Manpower’s latest quarterly employment outlook survey showed its weakest
hiring projections in four years.
The report, released Tuesday, March 11, revealed 9 percent of the 14,000 U.S.
companies responding to the survey expect reductions in staff levels between
April and June, according to Melanie Holmes, vice president of corporate affairs
for the Milwaukee-based staffing giant. A majority of respondents—60
percent—expect no change in their workforce levels, and 26 percent plan to
increase hiring.
By comparison, during the first quarter of 2004, 13 percent of employers
anticipated cuts in staffing, while 61 percent thought headcount would remain
the same and 20 percent projected increases.
Manpower’s outlook at the same time last year was somewhat stronger, with 7
percent of respondents anticipating staffing cuts.
Despite the tepid outlook, Holmes says this shouldn’t be troubling for the
labor market.
“We are not seeing any signs of mass panic out there,” she notes. “Companies
seem to be taking a wait-and-see approach.”

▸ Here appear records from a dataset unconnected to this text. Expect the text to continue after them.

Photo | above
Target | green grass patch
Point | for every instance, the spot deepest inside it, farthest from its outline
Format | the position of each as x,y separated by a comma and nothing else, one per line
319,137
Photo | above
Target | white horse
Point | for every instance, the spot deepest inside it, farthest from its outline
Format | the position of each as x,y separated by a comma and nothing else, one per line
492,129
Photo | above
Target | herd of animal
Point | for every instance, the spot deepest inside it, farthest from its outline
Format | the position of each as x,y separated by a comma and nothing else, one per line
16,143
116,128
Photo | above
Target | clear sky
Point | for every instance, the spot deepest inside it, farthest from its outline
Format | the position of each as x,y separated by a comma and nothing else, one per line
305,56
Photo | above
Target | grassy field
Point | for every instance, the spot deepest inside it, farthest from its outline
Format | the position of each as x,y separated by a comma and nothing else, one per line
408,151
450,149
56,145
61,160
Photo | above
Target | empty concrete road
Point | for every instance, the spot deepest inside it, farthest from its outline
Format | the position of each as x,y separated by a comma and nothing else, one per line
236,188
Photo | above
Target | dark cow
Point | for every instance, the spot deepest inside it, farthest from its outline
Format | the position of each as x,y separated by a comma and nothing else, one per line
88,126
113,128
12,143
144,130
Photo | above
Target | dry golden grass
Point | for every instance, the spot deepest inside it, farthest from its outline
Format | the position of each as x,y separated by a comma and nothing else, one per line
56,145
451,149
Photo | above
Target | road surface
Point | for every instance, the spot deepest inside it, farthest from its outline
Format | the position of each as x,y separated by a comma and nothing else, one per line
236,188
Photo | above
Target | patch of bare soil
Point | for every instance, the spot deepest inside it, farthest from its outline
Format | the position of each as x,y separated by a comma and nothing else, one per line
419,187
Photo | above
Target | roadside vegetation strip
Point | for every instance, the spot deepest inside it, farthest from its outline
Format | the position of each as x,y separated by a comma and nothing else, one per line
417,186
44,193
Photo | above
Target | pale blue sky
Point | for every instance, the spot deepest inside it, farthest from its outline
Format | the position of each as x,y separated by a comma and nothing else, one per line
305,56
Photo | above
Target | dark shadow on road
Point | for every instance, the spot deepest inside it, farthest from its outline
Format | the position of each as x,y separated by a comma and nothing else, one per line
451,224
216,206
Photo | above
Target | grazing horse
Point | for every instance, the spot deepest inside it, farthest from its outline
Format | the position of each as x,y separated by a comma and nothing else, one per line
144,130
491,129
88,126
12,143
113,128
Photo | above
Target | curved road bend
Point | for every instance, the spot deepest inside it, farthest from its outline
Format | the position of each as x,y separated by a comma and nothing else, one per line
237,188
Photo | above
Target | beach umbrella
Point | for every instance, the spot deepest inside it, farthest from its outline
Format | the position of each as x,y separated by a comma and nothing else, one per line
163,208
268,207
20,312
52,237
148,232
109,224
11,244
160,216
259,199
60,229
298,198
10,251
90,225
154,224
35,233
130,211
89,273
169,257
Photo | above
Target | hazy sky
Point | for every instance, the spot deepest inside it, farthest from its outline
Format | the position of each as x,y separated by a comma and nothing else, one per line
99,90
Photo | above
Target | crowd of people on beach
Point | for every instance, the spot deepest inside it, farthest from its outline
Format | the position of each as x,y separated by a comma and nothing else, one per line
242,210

Holmes says this cycle is different from previous recessionary periods
because it is less volatile. The market is not experiencing the historic dips
that normally precede an economic downturn.
Nevertheless, employers are hesitant to move aggressively with hiring plans,
she notes.
Evidence that the labor sector is losing steam seems to be mounting. The
Bureau of Labor Statistics has reported two straight months of negative job
growth. According to its most recent report, 63,000 jobs were shed from the
economy in February. That is on top of the 22,000 that were lost in January.
These figures are of concern, says Sylvia Allegretto, an economist at the
University of California-Berkeley Center for Labor Research and Education. Given
its population and economy, the U.S. should be adding 150,000 jobs a month. Jobs
in manufacturing, retail trade and construction are the weakest, according to
the BLS reports.
This pattern is similar to the results in Manpower’s 2008 second-quarter job
forecast, where companies in mining, manufacturing and construction reported
decreases in hiring confidence. By contrast, companies in transportation and
public utilities are expecting increased staffing levels, albeit slight ones,
according to Holmes.
Employers in the West and Midwest are projecting the weakest hiring outlook
in the coming months, while companies in the Northeast and South are expecting
relatively stable hiring plans.
Manpower’s report also examines the global job outlook—shedding light on
hiring activity in 32 countries and territories. The second-quarter outlook is a
mix globally, Holmes explains.
Employers in Australia, Hong Kong and Singapore are reporting the most
optimistic projections. By contrast, companies in Spain and Italy indicated the
weakest hiring outlook in the second quarter.
China’s year-over-year hiring projections are weaker across every industry,
casting a cloud of uncertainty over the coming year.